Last September, when Iran’s uranium enrichment plant buried inside a mountain near the holy city of Qum was revealed, the episode cast light on a wider pattern: Over the past decade, Iran has quietly hidden an increasingly large part of its atomic complex in networks of tunnels and bunkers across the country.
Now, with the passing of President Obama’s year-end deadline for diplomatic progress, that cloak of invisibility has emerged as something of a stealth weapon, complicating the West’s military and geopolitical calculus.
The Obama administration says it is hoping to take advantage of domestic political unrest and disarray in Iran’s nuclear program to press for a regimen of strong and immediate new sanctions. But a crucial factor behind that push for nonmilitary solutions, some analysts say, is Iran’s tunneling — what Tehran calls its strategy of “passive defense.”
Indeed, Secretary of Defense Robert M. Gates has repeatedly discounted the possibility of a military strike, saying that it would only slow Iran’s nuclear ambitions by one to three years while driving the program further underground.
Some analysts say that Israel, which has taken the hardest line on Iran, may be especially hampered, given its less formidable military and intelligence abilities.

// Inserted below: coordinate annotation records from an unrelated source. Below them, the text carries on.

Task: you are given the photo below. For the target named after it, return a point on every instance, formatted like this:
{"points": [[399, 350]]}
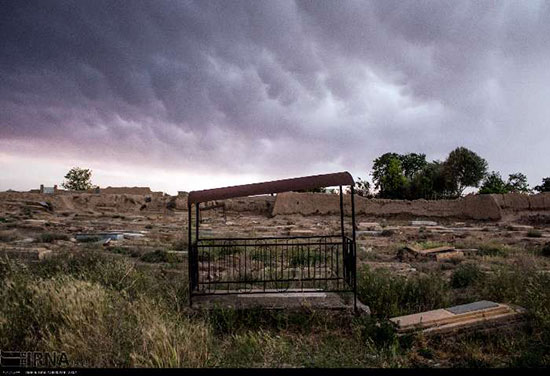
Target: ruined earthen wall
{"points": [[478, 207]]}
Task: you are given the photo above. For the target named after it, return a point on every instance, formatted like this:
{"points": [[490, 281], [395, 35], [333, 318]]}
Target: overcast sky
{"points": [[182, 95]]}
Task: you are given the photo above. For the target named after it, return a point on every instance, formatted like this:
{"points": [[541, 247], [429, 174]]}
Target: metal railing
{"points": [[272, 264]]}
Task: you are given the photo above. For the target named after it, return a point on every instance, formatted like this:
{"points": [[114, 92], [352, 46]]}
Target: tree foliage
{"points": [[432, 182], [388, 176], [466, 168], [545, 186], [362, 188], [493, 183], [412, 163], [78, 179], [517, 183]]}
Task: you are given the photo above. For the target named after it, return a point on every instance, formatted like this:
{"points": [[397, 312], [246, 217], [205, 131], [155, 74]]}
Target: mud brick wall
{"points": [[477, 207]]}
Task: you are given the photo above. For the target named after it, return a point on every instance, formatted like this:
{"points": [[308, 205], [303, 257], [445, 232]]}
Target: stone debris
{"points": [[398, 268], [99, 236], [439, 253], [302, 233], [423, 223], [514, 227], [33, 254], [368, 233], [481, 315], [369, 226]]}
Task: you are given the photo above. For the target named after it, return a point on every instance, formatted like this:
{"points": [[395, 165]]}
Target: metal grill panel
{"points": [[272, 264]]}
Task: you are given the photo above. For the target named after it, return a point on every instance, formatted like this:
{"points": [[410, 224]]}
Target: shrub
{"points": [[95, 326], [465, 275], [387, 233], [158, 256], [534, 233], [494, 249], [392, 295], [7, 236], [49, 237]]}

“It complicates your targeting,” said Richard L. Russell, a former Central Intelligence Agency analyst now at the National Defense University. “We’re used to facilities being above ground. Underground, it becomes literally a black hole. You can’t be sure what’s taking place.”
Even the Israelis concede that solid rock can render bombs useless. Late last month, the Israeli defense minister,Ehud Barak, told Parliament that the Qum plant was “located in bunkers that cannot be destroyed through a conventional attack.”
Heavily mountainous Iran has a long history of tunneling toward civilian as well as military ends, and Mahmoud Ahmadinejad has played a recurring role — first as a transportation engineer and founder of the Iranian Tunneling Association and now as the nation’s president.
There are hundreds, perhaps thousands, of big tunnels in Iran, according to American government and private experts, and the lines separating their uses can be fuzzy. Companies owned by the Islamic Revolutionary GuardsCorps of Iran, for example, build civilian as well as military tunnels.
No one in the West knows how much, or exactly what part, of Iran’s nuclear program lies hidden. Still, evidence of the downward atomic push is clear to the inquisitive.
Google Earth, for instance, shows that the original hub of the nuclear complex at Isfahan consists of scores of easily observed — and easy to attack — buildings. But government analysts say that in recent years Iran has honeycombed the nearby mountains with tunnels. Satellite photos show six entrances.
Iranian officials say years of veiled bombing threats prompted their country to exercise its “sovereign right” to protect its nuclear facilities by hiding them underground. That was their argument when they announced plans in November to build 10 uranium enrichment plants. Despite the improbability and bluster of the claim, Iran’s tunneling history gave it a measure of credibility.
They will be scattered in the mountains,” the chief of the Atomic Energy Organization of Iran, Ali Akbar Salehi, told Iran’s Press TV. “We will be using the passive defense so that we don’t need to have active defense, which is very expensive.”
Mr. Gates, along with other Western officials, has dismissed that line of argument as cover for a covert arms program.
“If they wanted it for peaceful purposes,” he said of the Qum plant on CNN, “there’s no reason to put it so deep underground, no reason to be deceptive about it, keep it a secret for a protracted period of time.”
Iran denies that its nuclear efforts are for military purposes and insists that it wants to unlock the atom strictly for peaceful aims, like making electricity. It says it wants to build many enrichment plants to fuel up to 20 nuclear power plants, a plan many economists question because Iran ranks second globally in oil and natural gas reserves.
Ploy or not, any expansion seems unlikely to zoom ahead. After a decade of construction, Iran’s main enrichment plant, at Natanz, operates at a tiny fraction of its capacity. The Qum plant is only half built. Nuclear experts say the new plants, if attempted, may not materialize for years or decades. Even so, they note that tunnels would be the easiest part of the plan and may get dug relatively soon.